モニュメントを建てた業者も、設計者もまったく意図はしていなかった。

町の人間は、この偶然を喜び、「土笛」に愛着を持った。

ところが、しばらく経ってから音はなぜか不穏な音色に変わった。
どこか人を不安にさせる、不協和音が鳴るようになったのだった。

町の人は周囲に広がる不穏なその音が恐ろしく、陽が落ちてからは外出しなくなった。
周囲を歩いていて、突然その不協和音が鳴ると、すさまじい不安に駆られるのだった。

「遺跡の呪いなのか」
「昔の遺物を、モニュメントにするのは罰当たりだったのでは」
様々なうわさが広がった。

資金を出した有志達も、非常に残念がった。
業者に見せても、どこも欠けた個所はなく、割れや、ヒビすらなかった。

数週間経って、奇妙な事件が起きた。
県外ナンバーの軽トラックが、「土笛」に激突し、運転手が絶命していたのである。
運転手は、近辺では見ない者だった。

発見したのは付近を散歩していた町民で、発見時には既に事故が起きて死んでいたそうである。

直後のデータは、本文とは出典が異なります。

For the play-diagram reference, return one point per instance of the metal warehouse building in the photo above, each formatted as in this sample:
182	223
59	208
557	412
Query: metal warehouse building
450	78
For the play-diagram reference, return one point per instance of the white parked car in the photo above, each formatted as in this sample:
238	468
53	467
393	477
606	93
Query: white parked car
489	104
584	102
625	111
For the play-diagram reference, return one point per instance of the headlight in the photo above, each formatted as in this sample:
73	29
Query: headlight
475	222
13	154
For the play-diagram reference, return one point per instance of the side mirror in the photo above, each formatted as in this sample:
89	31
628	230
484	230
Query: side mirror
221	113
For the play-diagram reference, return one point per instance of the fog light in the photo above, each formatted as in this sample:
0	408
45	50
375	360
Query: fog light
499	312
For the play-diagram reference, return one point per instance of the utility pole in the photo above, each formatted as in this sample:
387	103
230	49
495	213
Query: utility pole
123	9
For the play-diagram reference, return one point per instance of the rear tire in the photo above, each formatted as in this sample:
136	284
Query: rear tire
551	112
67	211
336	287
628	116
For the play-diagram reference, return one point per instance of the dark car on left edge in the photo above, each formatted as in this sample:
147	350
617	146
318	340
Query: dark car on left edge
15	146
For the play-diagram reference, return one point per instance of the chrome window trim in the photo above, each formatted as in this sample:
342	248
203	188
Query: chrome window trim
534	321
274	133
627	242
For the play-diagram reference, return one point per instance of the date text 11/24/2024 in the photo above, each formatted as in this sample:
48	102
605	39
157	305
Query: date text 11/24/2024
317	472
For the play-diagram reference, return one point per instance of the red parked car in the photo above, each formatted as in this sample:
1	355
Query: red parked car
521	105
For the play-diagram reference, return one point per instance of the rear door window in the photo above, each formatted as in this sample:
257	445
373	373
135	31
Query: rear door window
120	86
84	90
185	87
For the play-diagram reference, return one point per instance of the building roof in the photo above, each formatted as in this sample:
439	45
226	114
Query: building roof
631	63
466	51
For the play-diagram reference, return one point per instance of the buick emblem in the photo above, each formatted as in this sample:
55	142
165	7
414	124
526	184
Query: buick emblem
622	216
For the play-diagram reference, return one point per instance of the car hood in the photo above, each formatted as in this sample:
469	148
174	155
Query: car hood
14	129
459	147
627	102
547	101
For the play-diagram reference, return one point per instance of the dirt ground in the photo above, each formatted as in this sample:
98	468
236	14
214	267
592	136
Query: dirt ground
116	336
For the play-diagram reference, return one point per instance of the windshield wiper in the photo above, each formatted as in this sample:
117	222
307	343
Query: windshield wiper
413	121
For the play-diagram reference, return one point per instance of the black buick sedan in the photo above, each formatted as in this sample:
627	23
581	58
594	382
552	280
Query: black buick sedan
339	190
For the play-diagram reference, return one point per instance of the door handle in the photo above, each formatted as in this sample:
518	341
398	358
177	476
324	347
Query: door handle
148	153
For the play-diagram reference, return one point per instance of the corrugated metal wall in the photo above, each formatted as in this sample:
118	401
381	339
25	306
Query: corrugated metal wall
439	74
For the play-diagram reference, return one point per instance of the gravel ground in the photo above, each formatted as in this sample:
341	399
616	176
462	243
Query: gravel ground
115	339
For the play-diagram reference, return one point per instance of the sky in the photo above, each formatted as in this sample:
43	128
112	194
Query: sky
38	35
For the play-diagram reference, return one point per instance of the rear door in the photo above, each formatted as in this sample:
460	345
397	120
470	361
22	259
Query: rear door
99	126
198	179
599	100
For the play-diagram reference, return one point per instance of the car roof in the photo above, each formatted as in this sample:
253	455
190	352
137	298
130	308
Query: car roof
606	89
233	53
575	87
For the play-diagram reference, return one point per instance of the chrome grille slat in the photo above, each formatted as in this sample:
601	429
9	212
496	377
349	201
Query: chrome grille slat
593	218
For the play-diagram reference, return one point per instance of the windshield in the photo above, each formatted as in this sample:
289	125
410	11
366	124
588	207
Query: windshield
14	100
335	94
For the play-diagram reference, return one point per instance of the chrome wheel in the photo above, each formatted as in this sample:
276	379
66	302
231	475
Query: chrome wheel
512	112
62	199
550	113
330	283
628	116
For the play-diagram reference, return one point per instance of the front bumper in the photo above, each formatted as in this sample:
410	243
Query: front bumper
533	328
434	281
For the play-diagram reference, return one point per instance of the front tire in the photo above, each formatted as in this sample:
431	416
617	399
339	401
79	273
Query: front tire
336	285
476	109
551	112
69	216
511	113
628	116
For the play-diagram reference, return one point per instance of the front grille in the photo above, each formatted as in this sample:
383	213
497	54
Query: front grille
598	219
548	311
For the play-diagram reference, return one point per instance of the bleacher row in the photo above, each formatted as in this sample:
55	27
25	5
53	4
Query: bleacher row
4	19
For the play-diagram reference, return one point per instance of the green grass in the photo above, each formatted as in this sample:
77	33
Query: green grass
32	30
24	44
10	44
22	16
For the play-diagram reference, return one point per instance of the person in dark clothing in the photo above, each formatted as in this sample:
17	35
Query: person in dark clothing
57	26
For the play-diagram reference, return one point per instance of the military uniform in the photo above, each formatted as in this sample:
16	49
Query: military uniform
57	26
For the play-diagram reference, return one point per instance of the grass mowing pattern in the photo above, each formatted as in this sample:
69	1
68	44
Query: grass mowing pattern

町の人々は、さらに怯えたが、噂伝いにある話が伝わってきた。

何と死亡したのは、地方の田舎町を転々として空き巣に入る「流しの泥棒」だったのである。
自治会役員が、交番の警官と会合をしたときに、警官がうっかり漏らしたそうだ。

「泥棒」が町の付近を軽トラで回っていたのは、ちょうど、モニュメントの音が不穏になり、町民が夜の外出を控え始めた時期と重なったらしい。

幸いにして、隣町では空き巣の被害が多かったが、この町ではほぼ被害がなかったそうだ。

奇妙なことに、事故に遭っても「土笛」はほぼ無傷だったらしい。

そして、不気味だった「土笛」の音色は、事件後、元の美しい音色にいつの間にか戻っていたという。